Renard recalled the low expectation of his fifth grade teacher – “Nobody’s going to get any free rides in this classroom. The last thing I’d want to do is deprive the world of a good garbageman.”

His grandson T.C. held promise as a basketballer but a torn knee ligament put pay to that career. The end of his basketball career, Hurricane Katrina and the death of his mate Daryl left T.C. at rock bottom. However, the ecstasy of the birth of his son would change all that:

He walked back to the elevator now though feeling like a different man… as if he had been reacquainted with the boy he’d been, who’d held so much promise, but the promise wasn’t specific to basketball or anything really, it was all encompassing, and there was no way he wouldn’t be able to parlay it into something real.”

This is the core of the novel. The family lives in the land of the free but everywhere their possibilities and hopes are constrained. Promise is left unrealised and often tragically smashed.

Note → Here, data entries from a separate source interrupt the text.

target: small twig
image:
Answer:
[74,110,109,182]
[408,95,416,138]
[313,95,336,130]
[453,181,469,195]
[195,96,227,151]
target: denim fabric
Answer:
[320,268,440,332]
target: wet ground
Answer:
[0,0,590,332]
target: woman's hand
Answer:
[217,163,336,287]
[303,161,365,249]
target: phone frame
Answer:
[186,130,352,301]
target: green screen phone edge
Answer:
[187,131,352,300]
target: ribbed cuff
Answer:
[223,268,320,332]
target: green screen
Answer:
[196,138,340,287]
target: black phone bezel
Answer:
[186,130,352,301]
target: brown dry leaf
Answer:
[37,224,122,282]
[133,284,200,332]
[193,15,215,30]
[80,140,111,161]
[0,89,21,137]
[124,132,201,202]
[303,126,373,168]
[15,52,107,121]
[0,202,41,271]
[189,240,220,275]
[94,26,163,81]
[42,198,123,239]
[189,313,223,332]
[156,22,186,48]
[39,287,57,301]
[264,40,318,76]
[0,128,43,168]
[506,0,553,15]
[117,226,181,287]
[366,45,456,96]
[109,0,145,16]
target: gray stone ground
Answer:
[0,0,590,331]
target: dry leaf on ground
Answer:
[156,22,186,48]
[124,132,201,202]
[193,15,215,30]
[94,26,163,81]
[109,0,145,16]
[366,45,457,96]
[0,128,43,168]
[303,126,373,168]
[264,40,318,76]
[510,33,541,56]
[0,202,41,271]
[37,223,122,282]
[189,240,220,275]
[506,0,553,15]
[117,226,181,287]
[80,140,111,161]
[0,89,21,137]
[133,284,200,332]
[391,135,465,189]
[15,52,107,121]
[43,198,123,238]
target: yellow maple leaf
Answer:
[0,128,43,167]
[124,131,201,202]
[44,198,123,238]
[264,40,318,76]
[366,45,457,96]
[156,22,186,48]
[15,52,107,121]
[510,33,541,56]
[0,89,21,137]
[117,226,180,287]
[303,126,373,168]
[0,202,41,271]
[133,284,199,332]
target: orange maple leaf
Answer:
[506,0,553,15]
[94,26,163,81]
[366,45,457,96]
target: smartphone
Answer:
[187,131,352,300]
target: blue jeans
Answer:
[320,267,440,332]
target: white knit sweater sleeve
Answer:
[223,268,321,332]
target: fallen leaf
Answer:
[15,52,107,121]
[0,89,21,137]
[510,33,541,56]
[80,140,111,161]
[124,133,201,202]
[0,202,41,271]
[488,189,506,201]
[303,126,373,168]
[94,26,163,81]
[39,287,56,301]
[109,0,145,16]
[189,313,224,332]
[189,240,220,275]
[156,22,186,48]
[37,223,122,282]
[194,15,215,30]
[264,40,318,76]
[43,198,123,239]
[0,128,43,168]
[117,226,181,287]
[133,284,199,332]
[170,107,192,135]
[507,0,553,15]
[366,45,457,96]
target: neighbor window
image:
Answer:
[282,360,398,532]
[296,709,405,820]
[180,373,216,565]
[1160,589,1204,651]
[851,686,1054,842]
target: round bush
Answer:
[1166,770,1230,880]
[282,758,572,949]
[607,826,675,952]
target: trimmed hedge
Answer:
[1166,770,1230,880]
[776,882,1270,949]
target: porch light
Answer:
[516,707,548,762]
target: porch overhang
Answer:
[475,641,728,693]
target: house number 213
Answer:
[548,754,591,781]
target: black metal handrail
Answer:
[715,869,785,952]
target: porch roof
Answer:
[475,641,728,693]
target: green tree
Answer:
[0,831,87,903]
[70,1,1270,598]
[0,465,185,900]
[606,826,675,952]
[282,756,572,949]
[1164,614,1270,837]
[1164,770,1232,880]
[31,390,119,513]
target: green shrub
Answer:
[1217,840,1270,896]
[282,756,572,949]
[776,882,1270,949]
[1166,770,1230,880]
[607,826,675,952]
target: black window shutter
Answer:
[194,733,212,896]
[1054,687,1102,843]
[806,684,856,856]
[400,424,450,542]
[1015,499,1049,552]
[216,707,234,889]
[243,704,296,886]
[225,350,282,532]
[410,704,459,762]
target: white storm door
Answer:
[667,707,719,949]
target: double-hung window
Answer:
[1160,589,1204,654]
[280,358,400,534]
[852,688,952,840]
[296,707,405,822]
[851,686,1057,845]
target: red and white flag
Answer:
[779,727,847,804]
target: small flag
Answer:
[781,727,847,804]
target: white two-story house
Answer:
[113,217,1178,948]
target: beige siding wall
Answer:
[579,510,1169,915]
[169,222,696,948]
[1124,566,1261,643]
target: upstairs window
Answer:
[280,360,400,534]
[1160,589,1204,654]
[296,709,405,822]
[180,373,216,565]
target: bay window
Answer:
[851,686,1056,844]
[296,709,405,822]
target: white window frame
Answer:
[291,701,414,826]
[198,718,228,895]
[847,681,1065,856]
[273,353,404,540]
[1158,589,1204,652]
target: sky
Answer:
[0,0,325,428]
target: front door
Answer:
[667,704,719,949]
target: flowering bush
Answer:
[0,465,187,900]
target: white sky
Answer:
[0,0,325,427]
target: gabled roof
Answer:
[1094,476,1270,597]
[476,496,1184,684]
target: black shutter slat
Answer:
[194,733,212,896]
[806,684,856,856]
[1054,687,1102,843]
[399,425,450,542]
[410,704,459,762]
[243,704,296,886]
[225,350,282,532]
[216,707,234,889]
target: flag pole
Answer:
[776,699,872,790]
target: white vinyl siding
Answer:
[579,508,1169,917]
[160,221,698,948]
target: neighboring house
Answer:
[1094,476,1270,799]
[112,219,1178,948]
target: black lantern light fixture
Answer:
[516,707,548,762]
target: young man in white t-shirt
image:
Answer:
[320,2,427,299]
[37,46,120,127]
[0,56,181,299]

The black characters in Sexton’s novel live in ‘a kind of freedom’ where racism at work is a daily humiliation, where communities are broken by drug addiction, where work returns little pay, and a natural disaster swept away the dignity of housing.

Social disadvantage in rich countries can grow from many seeds, to name just a few: addictions, violence, an economic downturn, financial stress, health issues or just plain tragedy. The outcome of such seeds is visible to me every day – I see the men and women living on the streets in my home city of Melbourne Australia.

Yet for some countries, including the US and Australia, some disadvantage stems more deeply from a structural, racist history. Slavery, dispossession of land and an absence of political and economic rights robs not only the unfortunate victims of the day but their future generations as well. An economic as well as a social future is stolen.

A free family can buy land, build up wealth, invest in education, and access debt to speed up the journey towards middle class (and higher) prosperity. For communities locked out of this world, the slightest set back can be terminal – socially and economically oppressed communities simply don’t have the support networks to bounce back. This is the kind of inheritance presented in ‘A Kind of Freedom’.

Sexton’s story does have moments of hope and success for the family. There is great love and determination, especially from the women of the family. But all too often Sexton’s picture is far bleaker. Hope is washed away by waves of drugs, crime, absent fathers, poverty and the perhaps the most corrosive force of all – racism.

We all need to do better for future generations. Recognising how the past shapes our present and our future is a good place to start.